Bien que la conscience de l'escroquerie massive de l'ère corona s'éveille maintenant lentement, la plupart des gens préfèrent faire l'autruche - mieux vaut ne plus y penser que de réaliser qu'ils ont été des imbéciles crédules et exploités. En effet, beaucoup sont déjà passés de la psychose co rona à la fièvre de guerre; le masque facial a été remplacé par l'agitation du drapeau ukrainien (avant de passer à un autre sujet d'actualité?).
Quoi qu'il en soit, avec l'aide de sa machine médiatique, l'élite persuade maintenant avec fatalisme le public d'accepter un effondrement économique déguisé en « stagflation mythique causée par des facteurs externes et largement incontrôlables (pandémie, guerre en Ukraine, changement climatique) plutôt que par la pourriture de notre modèle économique ».
Vighi doit admettre qu'il s'agit là du génie malin de l'élite dirigeante de l'Occident: mettre l'effondrement social, économique et culturel auto-induit sur le compte d'un virus invisible, de Poutine ou d'une urgence climatique.
Cette tendance lugubre semble irréversible. Aucun secteur de l'économie ne peut relancer la croissance réelle et nous ramener à quelque chose qui ressemble un tant soit peu au passé. Nous sommes entrés dans « une phase dystopique du capitalisme, caractérisée par une productivité sans travail productif, ce qui signifie que la société de travail dans son ensemble est en train de mourir ».

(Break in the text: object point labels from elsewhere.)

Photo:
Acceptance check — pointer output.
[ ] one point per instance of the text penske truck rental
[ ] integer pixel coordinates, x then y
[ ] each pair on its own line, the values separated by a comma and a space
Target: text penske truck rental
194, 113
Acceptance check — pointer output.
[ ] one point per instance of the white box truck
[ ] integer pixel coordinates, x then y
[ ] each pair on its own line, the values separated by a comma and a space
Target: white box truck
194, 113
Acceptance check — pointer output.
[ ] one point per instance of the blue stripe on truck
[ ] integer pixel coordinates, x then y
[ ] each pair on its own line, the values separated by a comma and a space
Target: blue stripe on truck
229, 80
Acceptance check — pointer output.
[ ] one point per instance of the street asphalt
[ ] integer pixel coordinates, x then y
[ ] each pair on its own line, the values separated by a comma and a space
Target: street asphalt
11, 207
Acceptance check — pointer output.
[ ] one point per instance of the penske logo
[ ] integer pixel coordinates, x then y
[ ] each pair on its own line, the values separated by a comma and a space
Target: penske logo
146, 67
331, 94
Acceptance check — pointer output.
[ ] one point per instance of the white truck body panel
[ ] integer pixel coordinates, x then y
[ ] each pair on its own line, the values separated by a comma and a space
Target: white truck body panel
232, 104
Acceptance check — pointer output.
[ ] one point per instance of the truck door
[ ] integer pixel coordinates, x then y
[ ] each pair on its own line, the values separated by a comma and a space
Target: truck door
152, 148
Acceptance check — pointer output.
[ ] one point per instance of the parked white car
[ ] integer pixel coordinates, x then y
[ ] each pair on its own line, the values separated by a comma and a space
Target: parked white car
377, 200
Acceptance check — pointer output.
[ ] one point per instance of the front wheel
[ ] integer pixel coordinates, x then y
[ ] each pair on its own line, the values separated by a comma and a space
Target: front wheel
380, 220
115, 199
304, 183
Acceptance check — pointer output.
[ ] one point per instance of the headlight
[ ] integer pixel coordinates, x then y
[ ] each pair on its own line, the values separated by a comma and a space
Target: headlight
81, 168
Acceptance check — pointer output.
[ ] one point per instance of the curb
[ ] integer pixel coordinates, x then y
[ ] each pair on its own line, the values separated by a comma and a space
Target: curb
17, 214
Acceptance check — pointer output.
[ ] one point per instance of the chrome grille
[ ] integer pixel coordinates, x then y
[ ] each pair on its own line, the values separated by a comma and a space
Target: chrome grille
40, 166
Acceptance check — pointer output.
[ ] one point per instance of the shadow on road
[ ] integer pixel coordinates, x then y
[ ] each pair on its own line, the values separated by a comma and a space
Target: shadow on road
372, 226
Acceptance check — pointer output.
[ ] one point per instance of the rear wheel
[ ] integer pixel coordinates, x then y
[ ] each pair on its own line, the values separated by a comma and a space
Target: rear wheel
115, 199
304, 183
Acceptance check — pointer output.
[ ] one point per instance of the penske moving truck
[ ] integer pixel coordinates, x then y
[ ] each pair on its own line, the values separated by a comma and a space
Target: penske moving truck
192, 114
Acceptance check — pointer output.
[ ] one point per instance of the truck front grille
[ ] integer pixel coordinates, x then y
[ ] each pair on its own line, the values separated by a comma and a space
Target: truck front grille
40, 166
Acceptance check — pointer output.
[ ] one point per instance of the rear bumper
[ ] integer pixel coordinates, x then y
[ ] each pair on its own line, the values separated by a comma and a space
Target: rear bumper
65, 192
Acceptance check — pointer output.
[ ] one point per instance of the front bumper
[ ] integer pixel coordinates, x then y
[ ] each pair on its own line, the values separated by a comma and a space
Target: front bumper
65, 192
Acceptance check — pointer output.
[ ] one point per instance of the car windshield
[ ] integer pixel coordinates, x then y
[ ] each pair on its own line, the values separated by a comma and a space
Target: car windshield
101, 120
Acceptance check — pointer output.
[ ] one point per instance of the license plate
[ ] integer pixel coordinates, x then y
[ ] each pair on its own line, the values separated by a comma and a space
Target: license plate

Pour acquérir une perspective critique sur l'effondrement du capitalisme, il faut être capable de « résister à l'assaut incessant de la tromperie et de la diversion de la sphère de l'information ». « Les médias grand public ne nous diront jamais les raisons d'une économie structurellement insolvable pour la simple raison qu'ils sont une émanation d'un système en faillite », explique l'universitaire rebelle.
Lorsque les médias réactifs ne peuvent plus cacher l'effondrement, ils ont appris à le mettre sur le compte d'événements extérieurs. En réalité, « notre situation économique difficile est une autre partie de la crise de 2008, une partie d'un effondrement systémique si terrible que sa cause est maintenant systématiquement déplacée vers des urgences mondiales idéologiquement manipulées ou commodément fabriquées », pour lesquelles les élites transnationales qui les ont créées exigent des « solutions mondiales » et une « coopération ».
Vighi affirme que la « tension géopolitique entre le modèle occidental mondialisé dirigé par les États-Unis et le monde multipolaire émergent (BRICS+) est également une conséquence de l'effondrement économique en cours ». La « nouvelle guerre froide » en gestation a déjà été prise en compte, et même la banque commerciale américaine Morgan Stanley a déclaré que « la restructuration de l'ordre multipolaire est désormais une priorité ».